The primary issue though, is whether or not the patient has made an informed choice of provider (in the full knowledge of the commercial interest of the referrer). Making sure such ownership interest is included in all our literature for patients helps to ensure patients are properly informed.
Dr Phil Yates is a GP in Bristol and chairman of private provider organisation GP Care
Conflicts should be recorded
Conflicts can arise when GPs have a direct or indirect financial interest or a non-financial or personal interest in an organisation to which they are referring patients, such as a pharmacy or nursing home.
As the GMC reminds us, doctors must not allow any interests they have to affect the way they prescribe for, treat, refer or commission services for patients and they are advised to be honest about any conflict, and to exclude themselves from decision making. The GP must not influence the patient’s choice of provider and should tell the patient about their interest in the organisation before making the referral, making a note of this in the records.
If there is an unavoidable conflict, for example because there is no other suitable organisation to which the patient could be referred, the GP should also record this in the records (as per Financial and commercial arrangements and conflicts of interest, GMC, 2013).
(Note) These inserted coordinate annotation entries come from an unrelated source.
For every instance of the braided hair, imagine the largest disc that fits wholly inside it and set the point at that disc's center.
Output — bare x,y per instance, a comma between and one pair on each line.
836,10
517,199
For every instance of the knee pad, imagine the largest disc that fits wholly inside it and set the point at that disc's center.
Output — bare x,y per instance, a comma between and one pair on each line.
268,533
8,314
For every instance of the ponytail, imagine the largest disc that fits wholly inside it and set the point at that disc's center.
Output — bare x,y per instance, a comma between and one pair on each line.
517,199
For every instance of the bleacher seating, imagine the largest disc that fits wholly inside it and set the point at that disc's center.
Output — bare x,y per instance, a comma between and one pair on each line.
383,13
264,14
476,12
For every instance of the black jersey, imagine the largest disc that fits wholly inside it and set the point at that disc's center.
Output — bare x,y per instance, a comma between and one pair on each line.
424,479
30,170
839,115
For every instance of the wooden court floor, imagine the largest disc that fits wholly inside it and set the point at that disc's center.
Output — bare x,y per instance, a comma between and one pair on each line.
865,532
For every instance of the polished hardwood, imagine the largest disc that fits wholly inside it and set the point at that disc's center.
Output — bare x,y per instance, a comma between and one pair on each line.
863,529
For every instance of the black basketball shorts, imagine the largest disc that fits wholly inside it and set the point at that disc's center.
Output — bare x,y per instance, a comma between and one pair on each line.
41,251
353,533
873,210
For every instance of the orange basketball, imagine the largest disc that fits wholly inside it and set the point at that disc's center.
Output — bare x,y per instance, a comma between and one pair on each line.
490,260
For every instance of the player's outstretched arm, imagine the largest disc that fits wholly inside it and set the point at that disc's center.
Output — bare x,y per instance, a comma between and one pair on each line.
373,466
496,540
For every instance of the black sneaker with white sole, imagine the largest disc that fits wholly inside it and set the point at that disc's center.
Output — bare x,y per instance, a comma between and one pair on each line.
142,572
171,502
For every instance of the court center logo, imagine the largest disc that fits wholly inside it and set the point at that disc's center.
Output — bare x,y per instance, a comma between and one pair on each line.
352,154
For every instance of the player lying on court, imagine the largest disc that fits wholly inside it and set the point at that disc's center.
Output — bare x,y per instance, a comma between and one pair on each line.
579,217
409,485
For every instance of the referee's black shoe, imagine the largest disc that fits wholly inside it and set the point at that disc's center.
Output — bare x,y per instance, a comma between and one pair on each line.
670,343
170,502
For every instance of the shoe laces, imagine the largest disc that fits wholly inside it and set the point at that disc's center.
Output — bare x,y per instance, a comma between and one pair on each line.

If you are concerned that the GP partner isn’t following this guidance, you should speak to him or her in the first instance about your concerns.
If the GP’s explanation doesn’t satisfy you, you may need to raise your concerns with a senior colleague and/or raise the issue at a practice meeting, if appropriate.
You should remember your own obligations to act in patients’ best interests, so if your concerns remain, you may ultimately need to raise the matter with the GMC.